Stars like Dolly Parton, Queen, Elton John and Liza Minnelli played at Sun City in Bophuthatswana. They were reportedly paid handsomely by the apartheid government, in some cases, around $2 million, rumour has it. 

But it also sparked a wave of protests. In a research paper Jonathan Richard Freeman wrote: “In 1985, Artists United Against Apartheid was a protest group founded by two Americans, activist and performer Steven Van Zandt and record producer Arthur Baker, to protest against apartheid in South Africa. The group produced the song Sun City and the album Sun City that year.

“Taking up the plight of South Africa and protesting against apartheid and racism, this album features a massive assembly of soul, funk, hip-hop, jazz, reggae, and rock artists. Musically, Sun City is firmly rooted in funk with strong, heavily percussive beats and a combination of P-Funk and African rhythms, with some seventies fusion jazz thrown in.”

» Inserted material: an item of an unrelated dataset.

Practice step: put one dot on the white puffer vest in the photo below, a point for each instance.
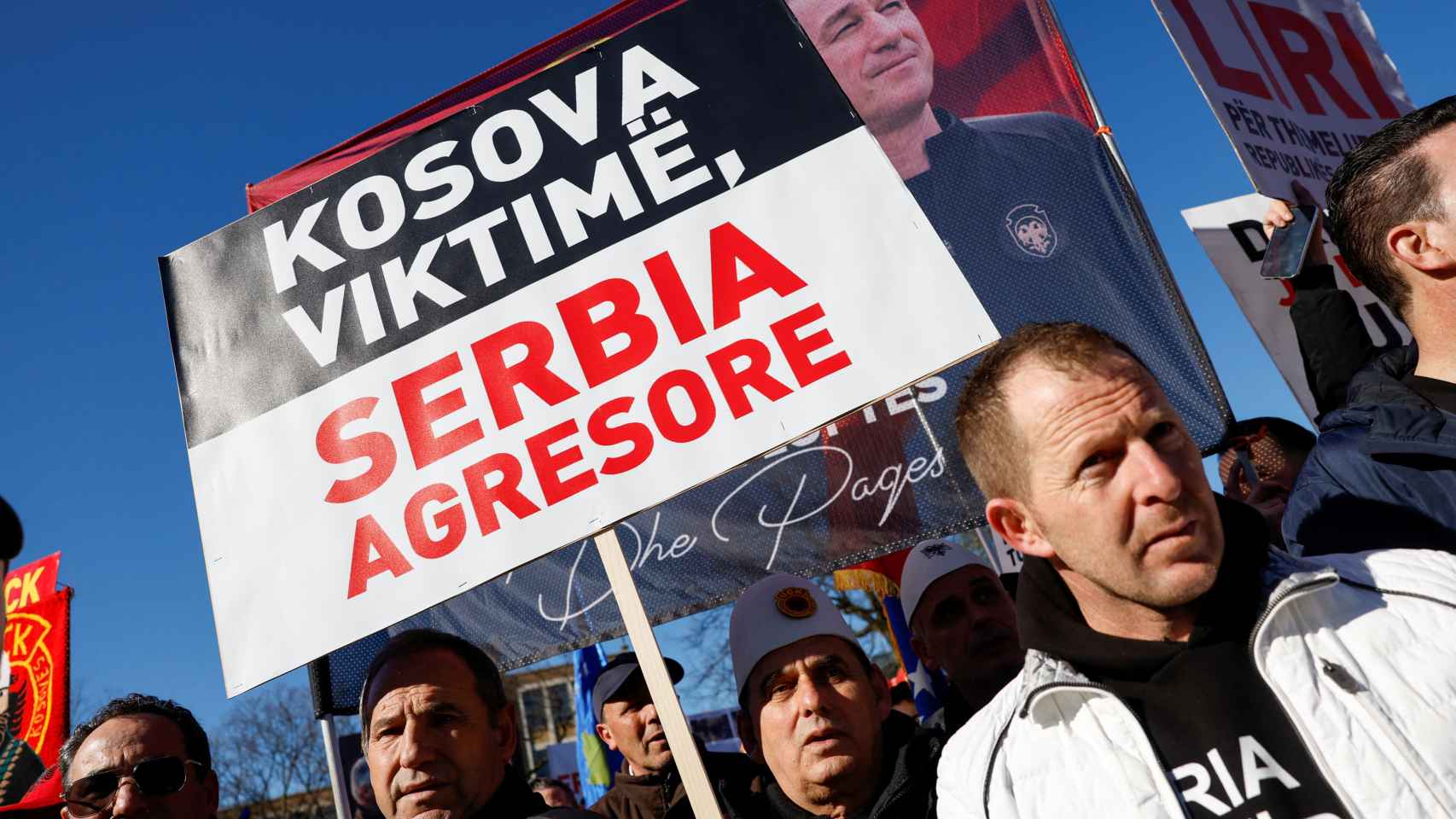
(1359, 649)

The song opened eyes to South Africans’ oppression and it became a song of resistance, which was naturally banned by the apartheid regime. 

The resort is still home to the iconic golf challenge which takes place every year and pulls in some major names in golf. 

If you can look past the fearless monkeys at the resort and bypass the exorbitant costs of the hotels by purchasing through resellers, Sun City remains a gem of a holiday, catering for all ages and types. And for those in Johannesburg seeking a short staycation less than two hours away, I would highly recommend it. 

Disclaimer: This is not a paid promotion, instead it is a review from a person who thoroughly enjoyed a recent visit to Sun City.